I have very good experiences with using the defensive coding paradigm, but it takes more work to do it right; for many, especially in the communities that use dynamic typing, such as the JS community, this seems to be a too big a hurdle to take. This is unfortunate because it IMO it could greatly improve software quality.
Any feedback is welcome!
(Edit: formatting to improve readability) (Edit: clarified defensive coding as an opposite approach to fail-fast)
Terminology aside, though, I agree with much of what you say. The idea that it's generally acceptable for buggy code to just crash out seems to be making an unwelcome return recently, often among the same kinds of developers who don't like big design up front or formal software architecture because they want everything to be done incrementally and organically, and in the case of web apps specifically, often among developers who also consider code that runs for a year or two to be long-lived anyway.
What I notice is that developers who also have a background in statically typed (system) languages, are much more disciplined when it comes to defensive programming and logging/error handling. (I'm afraid this also correlates with age).
BTW, I like your description, "designing systems to make fewer assumptions", for defensive programming!

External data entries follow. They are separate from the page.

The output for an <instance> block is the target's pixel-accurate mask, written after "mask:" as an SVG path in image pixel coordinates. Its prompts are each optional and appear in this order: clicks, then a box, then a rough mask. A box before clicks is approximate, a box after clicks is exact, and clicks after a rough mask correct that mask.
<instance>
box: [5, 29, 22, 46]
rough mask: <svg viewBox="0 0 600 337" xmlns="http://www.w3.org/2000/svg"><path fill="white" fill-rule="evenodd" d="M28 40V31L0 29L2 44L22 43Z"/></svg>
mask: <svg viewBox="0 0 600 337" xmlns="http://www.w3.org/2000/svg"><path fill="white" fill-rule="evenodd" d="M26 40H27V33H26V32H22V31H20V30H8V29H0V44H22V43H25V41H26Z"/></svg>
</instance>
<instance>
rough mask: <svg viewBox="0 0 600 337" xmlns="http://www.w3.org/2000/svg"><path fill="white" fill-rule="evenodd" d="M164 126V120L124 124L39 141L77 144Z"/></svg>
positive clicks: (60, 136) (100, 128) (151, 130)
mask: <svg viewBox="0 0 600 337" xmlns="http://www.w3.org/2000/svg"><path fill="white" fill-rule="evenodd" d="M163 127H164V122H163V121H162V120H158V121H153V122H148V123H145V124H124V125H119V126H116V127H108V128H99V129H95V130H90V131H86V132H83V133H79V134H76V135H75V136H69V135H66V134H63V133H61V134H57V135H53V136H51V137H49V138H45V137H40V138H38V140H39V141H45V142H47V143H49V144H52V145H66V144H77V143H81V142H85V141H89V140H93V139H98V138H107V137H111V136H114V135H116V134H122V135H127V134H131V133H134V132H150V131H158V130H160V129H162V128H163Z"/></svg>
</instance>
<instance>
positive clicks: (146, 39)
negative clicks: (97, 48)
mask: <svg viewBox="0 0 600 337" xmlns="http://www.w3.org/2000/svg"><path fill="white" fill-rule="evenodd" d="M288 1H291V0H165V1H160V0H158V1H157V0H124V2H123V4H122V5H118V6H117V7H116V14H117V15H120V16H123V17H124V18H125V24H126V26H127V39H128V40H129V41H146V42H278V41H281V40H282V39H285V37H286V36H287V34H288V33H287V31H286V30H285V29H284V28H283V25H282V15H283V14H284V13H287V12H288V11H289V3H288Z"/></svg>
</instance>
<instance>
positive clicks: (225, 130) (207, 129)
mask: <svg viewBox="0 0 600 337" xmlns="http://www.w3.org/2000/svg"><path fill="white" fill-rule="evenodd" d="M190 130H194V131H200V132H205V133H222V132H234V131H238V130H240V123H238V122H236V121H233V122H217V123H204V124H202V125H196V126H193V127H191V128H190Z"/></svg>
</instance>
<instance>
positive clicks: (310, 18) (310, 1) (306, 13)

Probably should change the submission title.
There is no language I know of where error handling is both simple and not overbearing.
Java mixed the two kinds of exceptions up completely and checked exceptions just added insult to that injury.
The best implementation I have seen for an imperative language is in Midori (The language used in Microsofts research OS with the same name).
http://joeduffyblog.com/2016/02/07/the-error-model/#bugs-are...
It's basically "C# done right". The blog post is well worth reading.